Sprains, Strains & Tears

What is a Tear?

A tear is when fibrous bands of connective tissue are separated. Tears can occur in ligaments, muscle, and tendons. Tears can be partial or full and indicate moderate to severe injury. This post explores sprains and strains and what is classified as a tear.

What is a Sprain?

Sprains are injuries to ligaments, which are fibrous bands of connective tissue that stabilize joints. Sprains occur when there is a stretch to a ligament with a force that exceeds what the ligament can typically handle as a result of sudden movement.

Grading Sprains

The ligament is stretched but none of the fibrous band are torn. The ligament still provides stability to the joint. Pain will be mild with minimal swelling.

The ligament is stretched to the point where the fibrous band is partially torn. The ligament provides less stability to the joint. Pain and swelling will be moderate with some bruising.

The ligament is completely torn and separated. The ligament does not provide any stability to the joint and the joint will feel loose. There may be a “popping” sensation or sound during the injury. Pain, swelling, and bruising is severe. In some cases, there may be no pain due to complete rupture.

What is a Strain?

Strains are injuries to muscles or tendons. Muscles are tissues that contract to generate force, and tendons are strong and fibrous connective tissue that attach a muscle to bone. Strains occur when there is an excessive force generated, overuse, stretch, or sudden impact to the muscle and/or tendon that exceeds what it can typically handle.

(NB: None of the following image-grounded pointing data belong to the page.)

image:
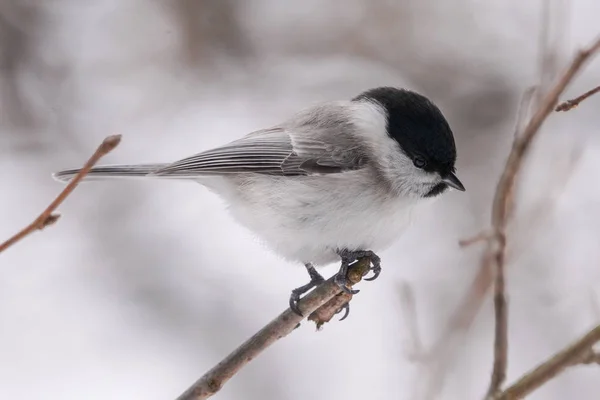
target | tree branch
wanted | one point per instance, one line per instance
(580, 352)
(48, 217)
(502, 208)
(569, 104)
(212, 381)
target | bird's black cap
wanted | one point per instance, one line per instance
(418, 126)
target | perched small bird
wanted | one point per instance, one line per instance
(334, 182)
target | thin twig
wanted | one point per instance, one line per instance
(569, 104)
(211, 382)
(577, 353)
(502, 207)
(480, 237)
(47, 217)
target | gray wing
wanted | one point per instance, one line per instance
(276, 151)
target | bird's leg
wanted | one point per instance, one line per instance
(348, 257)
(346, 309)
(315, 280)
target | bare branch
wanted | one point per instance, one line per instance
(212, 381)
(569, 104)
(502, 207)
(48, 217)
(580, 352)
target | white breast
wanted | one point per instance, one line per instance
(305, 219)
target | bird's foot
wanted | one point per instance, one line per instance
(346, 309)
(315, 280)
(348, 257)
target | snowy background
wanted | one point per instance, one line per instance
(143, 286)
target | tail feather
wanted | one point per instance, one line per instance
(110, 172)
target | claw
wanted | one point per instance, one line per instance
(315, 280)
(376, 271)
(342, 282)
(294, 298)
(346, 309)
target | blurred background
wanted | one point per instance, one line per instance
(143, 286)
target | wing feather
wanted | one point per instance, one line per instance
(273, 151)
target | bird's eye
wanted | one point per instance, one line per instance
(419, 162)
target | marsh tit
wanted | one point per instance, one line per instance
(336, 181)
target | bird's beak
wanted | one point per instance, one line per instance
(452, 181)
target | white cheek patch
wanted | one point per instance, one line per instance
(396, 166)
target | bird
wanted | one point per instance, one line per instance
(336, 181)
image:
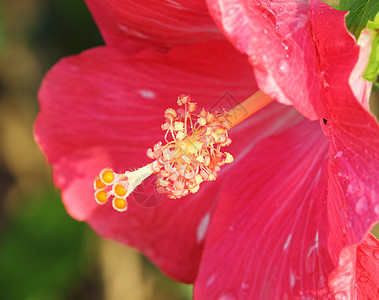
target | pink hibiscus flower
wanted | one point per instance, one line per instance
(289, 218)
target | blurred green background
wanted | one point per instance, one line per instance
(44, 254)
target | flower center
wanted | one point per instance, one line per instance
(192, 152)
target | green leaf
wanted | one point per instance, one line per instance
(360, 12)
(372, 70)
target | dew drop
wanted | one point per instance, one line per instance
(283, 66)
(231, 11)
(325, 126)
(353, 187)
(340, 296)
(361, 208)
(244, 285)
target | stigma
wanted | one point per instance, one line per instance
(190, 154)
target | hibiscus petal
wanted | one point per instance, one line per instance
(104, 109)
(132, 25)
(278, 37)
(357, 276)
(268, 236)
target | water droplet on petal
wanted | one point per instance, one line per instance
(376, 210)
(340, 296)
(231, 11)
(325, 126)
(363, 279)
(244, 285)
(283, 66)
(353, 187)
(361, 208)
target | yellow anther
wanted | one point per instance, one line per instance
(107, 176)
(180, 135)
(199, 179)
(120, 204)
(99, 184)
(119, 190)
(179, 126)
(101, 197)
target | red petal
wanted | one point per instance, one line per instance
(288, 57)
(103, 109)
(268, 237)
(357, 276)
(131, 25)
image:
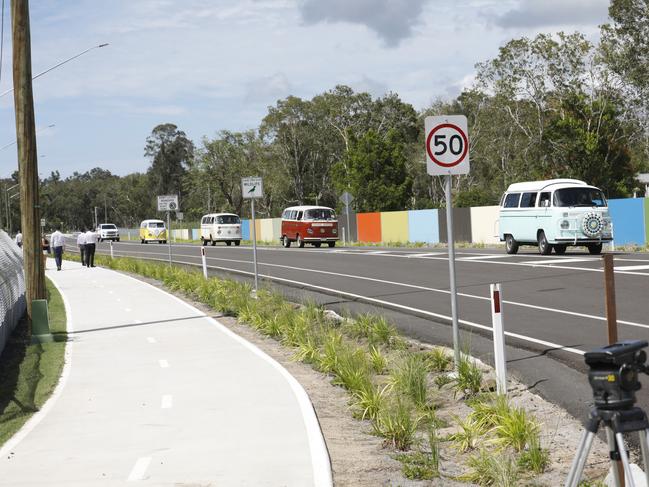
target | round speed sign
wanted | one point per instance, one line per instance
(447, 145)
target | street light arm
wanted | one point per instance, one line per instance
(57, 65)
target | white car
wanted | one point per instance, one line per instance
(107, 231)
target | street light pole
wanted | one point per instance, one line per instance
(27, 160)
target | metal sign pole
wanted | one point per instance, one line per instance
(168, 239)
(451, 270)
(254, 243)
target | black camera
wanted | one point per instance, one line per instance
(614, 371)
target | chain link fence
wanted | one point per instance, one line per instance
(12, 287)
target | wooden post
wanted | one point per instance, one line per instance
(28, 164)
(609, 286)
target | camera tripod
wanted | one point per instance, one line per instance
(616, 423)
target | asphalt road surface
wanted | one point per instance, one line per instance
(554, 306)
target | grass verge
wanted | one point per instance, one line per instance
(29, 372)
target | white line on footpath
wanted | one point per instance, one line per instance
(139, 469)
(167, 401)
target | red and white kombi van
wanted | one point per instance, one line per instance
(309, 224)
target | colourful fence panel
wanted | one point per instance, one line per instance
(423, 226)
(628, 221)
(369, 227)
(484, 224)
(266, 233)
(394, 226)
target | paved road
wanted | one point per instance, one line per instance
(158, 393)
(554, 305)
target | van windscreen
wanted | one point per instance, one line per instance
(579, 197)
(228, 219)
(319, 214)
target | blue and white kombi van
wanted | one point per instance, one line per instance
(553, 214)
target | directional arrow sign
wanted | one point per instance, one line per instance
(346, 198)
(252, 187)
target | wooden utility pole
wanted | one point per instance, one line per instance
(27, 161)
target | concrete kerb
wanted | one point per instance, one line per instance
(49, 404)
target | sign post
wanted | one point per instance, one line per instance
(347, 198)
(168, 203)
(252, 188)
(447, 153)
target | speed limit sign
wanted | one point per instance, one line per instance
(447, 145)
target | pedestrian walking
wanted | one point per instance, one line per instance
(91, 243)
(57, 241)
(81, 242)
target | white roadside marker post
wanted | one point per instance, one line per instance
(499, 338)
(204, 262)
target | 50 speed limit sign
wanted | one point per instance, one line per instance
(447, 145)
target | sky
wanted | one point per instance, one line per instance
(216, 65)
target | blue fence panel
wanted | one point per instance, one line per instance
(423, 226)
(628, 221)
(245, 229)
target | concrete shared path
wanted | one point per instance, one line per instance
(157, 393)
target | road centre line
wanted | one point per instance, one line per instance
(444, 291)
(139, 469)
(424, 288)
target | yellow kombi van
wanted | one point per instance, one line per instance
(221, 227)
(153, 231)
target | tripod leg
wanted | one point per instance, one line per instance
(625, 460)
(644, 447)
(580, 459)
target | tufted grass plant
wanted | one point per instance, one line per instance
(397, 424)
(492, 470)
(410, 377)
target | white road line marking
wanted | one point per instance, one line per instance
(485, 257)
(139, 469)
(631, 267)
(167, 401)
(559, 261)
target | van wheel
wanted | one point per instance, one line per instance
(560, 249)
(511, 245)
(544, 247)
(594, 249)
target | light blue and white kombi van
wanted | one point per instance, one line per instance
(553, 214)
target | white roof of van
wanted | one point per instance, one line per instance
(308, 207)
(541, 185)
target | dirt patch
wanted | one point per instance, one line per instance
(361, 459)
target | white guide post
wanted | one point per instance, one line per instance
(499, 338)
(204, 262)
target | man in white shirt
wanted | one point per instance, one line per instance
(57, 241)
(91, 242)
(81, 242)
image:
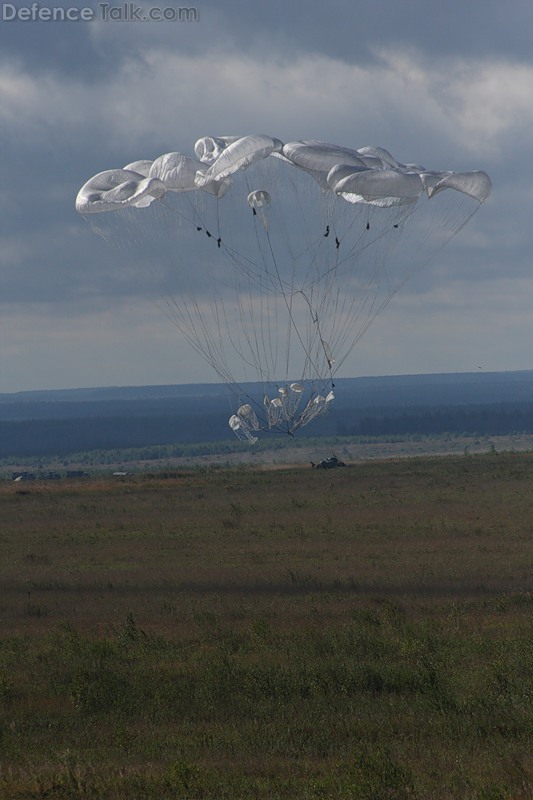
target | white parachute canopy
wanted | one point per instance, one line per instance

This is not to be confused with tendinopathy, tendinitis, or tendinosis which are repetitive stress injuries.

Grading Strains

The muscle is stretched but there is little to no tearing. The muscle is painful to contract but is functional. Pain will be mild with minimal swelling and bruising.

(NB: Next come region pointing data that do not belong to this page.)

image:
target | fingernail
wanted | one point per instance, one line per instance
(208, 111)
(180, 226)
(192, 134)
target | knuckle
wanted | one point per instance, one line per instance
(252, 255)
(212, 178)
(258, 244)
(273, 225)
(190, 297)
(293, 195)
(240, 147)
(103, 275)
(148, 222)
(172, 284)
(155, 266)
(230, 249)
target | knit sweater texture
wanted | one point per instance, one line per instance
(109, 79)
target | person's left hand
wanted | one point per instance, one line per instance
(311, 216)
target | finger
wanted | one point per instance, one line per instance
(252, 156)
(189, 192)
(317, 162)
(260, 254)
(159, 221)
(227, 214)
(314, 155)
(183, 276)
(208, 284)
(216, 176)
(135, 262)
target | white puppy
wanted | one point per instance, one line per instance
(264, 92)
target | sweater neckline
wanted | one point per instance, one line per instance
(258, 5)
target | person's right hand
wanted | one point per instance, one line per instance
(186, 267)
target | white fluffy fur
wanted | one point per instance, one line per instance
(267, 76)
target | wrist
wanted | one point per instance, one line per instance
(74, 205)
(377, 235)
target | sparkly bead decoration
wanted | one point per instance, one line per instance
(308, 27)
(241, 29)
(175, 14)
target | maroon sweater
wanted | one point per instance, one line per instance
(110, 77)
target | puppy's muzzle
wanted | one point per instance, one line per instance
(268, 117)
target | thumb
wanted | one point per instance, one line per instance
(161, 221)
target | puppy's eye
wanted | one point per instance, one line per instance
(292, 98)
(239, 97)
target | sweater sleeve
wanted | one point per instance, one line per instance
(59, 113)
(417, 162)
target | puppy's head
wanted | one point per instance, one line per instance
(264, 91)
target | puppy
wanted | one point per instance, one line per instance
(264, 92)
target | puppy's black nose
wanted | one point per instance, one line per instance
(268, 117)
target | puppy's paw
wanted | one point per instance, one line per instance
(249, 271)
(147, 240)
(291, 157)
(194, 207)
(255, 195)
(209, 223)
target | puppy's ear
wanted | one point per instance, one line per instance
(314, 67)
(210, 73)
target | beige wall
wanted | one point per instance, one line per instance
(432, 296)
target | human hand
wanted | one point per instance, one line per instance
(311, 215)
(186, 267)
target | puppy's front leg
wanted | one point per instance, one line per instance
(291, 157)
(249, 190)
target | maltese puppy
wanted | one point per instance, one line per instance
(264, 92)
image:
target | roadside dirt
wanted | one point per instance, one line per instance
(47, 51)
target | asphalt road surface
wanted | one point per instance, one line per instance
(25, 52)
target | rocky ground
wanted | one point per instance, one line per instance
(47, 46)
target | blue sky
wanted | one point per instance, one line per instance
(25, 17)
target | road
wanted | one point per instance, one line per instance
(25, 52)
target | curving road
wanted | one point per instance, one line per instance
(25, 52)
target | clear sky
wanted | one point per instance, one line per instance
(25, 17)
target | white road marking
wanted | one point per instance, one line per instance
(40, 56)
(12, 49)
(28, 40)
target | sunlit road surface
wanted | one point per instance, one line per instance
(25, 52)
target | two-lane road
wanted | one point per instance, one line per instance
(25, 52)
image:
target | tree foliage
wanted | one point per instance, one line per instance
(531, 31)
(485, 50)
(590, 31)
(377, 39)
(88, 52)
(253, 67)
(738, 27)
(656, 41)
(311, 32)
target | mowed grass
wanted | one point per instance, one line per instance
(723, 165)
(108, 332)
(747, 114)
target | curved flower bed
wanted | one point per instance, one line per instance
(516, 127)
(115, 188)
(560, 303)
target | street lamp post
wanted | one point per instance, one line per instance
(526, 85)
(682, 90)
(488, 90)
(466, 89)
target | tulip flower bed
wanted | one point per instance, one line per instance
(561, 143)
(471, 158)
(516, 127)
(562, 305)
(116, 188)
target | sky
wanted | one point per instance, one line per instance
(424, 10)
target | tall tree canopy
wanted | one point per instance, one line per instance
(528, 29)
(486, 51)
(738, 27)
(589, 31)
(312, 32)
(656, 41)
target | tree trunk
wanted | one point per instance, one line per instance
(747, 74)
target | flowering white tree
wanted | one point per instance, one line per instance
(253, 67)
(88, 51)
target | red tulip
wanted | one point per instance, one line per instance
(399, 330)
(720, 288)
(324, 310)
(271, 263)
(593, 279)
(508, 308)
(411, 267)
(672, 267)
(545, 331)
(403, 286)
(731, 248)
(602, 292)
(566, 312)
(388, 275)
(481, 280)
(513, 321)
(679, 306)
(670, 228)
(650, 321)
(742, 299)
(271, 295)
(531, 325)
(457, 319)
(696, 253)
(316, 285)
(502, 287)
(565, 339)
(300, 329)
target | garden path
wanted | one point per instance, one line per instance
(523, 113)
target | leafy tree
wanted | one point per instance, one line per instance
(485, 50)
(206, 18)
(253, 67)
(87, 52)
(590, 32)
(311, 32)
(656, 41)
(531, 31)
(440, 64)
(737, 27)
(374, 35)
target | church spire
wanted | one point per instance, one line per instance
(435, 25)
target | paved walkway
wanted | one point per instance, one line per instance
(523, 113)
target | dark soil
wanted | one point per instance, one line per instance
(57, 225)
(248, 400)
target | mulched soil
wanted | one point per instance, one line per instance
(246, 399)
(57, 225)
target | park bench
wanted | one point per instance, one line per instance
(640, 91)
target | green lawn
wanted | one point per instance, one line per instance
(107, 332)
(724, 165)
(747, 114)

The muscle is partially torn. Muscle function is intact but very weak and painful upon activation. Pain, swelling, and bruising will be moderate to severe. This may be accompanied by muscle spasms.

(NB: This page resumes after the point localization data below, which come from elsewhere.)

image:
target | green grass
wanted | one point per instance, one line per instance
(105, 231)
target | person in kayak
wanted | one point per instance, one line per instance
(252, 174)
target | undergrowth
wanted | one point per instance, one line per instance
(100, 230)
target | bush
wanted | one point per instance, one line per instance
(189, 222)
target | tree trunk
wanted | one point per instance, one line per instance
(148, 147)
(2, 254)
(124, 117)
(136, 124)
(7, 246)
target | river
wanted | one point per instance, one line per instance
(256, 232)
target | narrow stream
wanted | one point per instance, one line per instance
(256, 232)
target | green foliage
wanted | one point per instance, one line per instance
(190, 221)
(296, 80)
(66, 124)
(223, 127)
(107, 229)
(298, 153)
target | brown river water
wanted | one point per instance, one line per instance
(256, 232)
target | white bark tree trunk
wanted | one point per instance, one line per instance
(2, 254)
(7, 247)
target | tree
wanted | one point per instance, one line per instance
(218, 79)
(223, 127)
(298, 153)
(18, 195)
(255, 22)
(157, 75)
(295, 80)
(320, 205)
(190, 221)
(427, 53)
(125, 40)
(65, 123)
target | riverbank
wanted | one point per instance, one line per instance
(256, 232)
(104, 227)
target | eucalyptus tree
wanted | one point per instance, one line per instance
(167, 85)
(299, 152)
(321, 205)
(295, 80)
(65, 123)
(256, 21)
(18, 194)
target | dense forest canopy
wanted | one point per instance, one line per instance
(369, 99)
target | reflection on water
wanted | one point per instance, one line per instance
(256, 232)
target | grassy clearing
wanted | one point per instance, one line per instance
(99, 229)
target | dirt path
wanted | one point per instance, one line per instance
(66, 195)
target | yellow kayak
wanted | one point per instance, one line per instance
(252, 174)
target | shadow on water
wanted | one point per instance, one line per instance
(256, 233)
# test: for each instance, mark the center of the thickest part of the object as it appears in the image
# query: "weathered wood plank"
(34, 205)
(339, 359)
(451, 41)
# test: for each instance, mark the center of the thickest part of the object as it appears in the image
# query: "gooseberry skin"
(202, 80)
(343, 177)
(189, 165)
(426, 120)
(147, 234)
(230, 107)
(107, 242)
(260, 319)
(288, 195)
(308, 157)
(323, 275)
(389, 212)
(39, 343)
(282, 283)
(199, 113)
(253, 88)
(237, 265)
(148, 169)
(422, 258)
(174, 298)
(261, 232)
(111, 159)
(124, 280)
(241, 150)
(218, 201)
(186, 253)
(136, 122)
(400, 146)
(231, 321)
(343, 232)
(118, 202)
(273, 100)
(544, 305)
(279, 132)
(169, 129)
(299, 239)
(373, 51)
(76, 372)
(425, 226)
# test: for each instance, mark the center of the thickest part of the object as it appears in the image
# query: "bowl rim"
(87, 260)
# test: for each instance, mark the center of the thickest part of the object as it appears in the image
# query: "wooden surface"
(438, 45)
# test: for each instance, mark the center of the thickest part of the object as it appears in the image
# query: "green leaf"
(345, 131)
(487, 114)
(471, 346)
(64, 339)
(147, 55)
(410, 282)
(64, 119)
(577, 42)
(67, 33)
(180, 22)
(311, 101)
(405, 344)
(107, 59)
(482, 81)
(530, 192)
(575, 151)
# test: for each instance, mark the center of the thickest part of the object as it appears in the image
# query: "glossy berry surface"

The muscle is completely torn. The muscle cannot function and contract properly, and there is severe pain, swelling, and bruising. There is extreme difficulty with moving the affected limb. Part of the muscle may shorten in the form of a gap or bulge as a result of the separation. This may be accompanied by muscle spasms. 

What to do after a sprain or Strain?

Immediately after a sprain, it is important to control for inflammation and swelling using R.I.C.E. (Rest, Ice, Compression, Immobilization).

Click here for more information on how to apply R.I.C.E.

If the injury is severe, it’s important to see a healthcare professional to properly diagnose the injury, grade it, and recommend an appropriate treatment plan.